Turning on the tap to get a glass of water, brush your teeth or take a shower should not be a guessing game. A metallic taste, sulfuric smell or unsightly residue cannot only ruin a cold drink, but also can be a hazard to health and home. More so, the lack of access and the costly supply of water in the urban areas is becoming an urgent problem.

Recent news express serious concerns about the pace of improvements to the water supply in the face of a rapidly growing population. According to the United Nations, more than 90 percent of the population in Kenya’s urban areas had access to clean water in 1990. Today, it is estimated that only fifty percent of Nairobi’s 4.5 million residents have direct access to piped water. Most residents obtain their water from kiosks, vendors and illegal connections.

To combat this water dilemma, a team of young innovators from Kenya has developed a mobile app called MajiPap to help improve access to clean water in Nairobi.

MajiPap is a mobile platform that enables users to locate and hail water trucks closest to them using mobile message or WhatsApp instantly. With the aim of making water supply more reliable and efficient, MajiPap beachhead market is targeting middle to low income residential areas who constitute about 75 percent of the population in Nairobi.

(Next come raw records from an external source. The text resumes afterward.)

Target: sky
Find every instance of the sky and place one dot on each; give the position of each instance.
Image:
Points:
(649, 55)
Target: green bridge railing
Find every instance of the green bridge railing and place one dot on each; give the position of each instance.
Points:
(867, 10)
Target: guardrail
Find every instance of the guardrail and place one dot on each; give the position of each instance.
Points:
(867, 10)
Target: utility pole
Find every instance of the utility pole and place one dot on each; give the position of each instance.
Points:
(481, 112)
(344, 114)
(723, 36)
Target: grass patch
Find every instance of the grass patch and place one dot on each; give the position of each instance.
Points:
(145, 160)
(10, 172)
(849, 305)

Currently, the startup is still within its research and development phase and founder Selby says that water supply in Nairobi is expensive and very unreliable. This technology will hail more customers since most estates in Nairobi are geographically close and the population is more tech savvy. In addition, water will be significantly cheaper with fast delivery and assured quality.

Ready for MajiPap

A survey conducted during the development of the prototype suggests that 96 percent of representatives from all segments found the current water supply system to be inefficient and unreliable, causing delays and losses. 71 percent of potential users expressed that they were eager for MajiPap.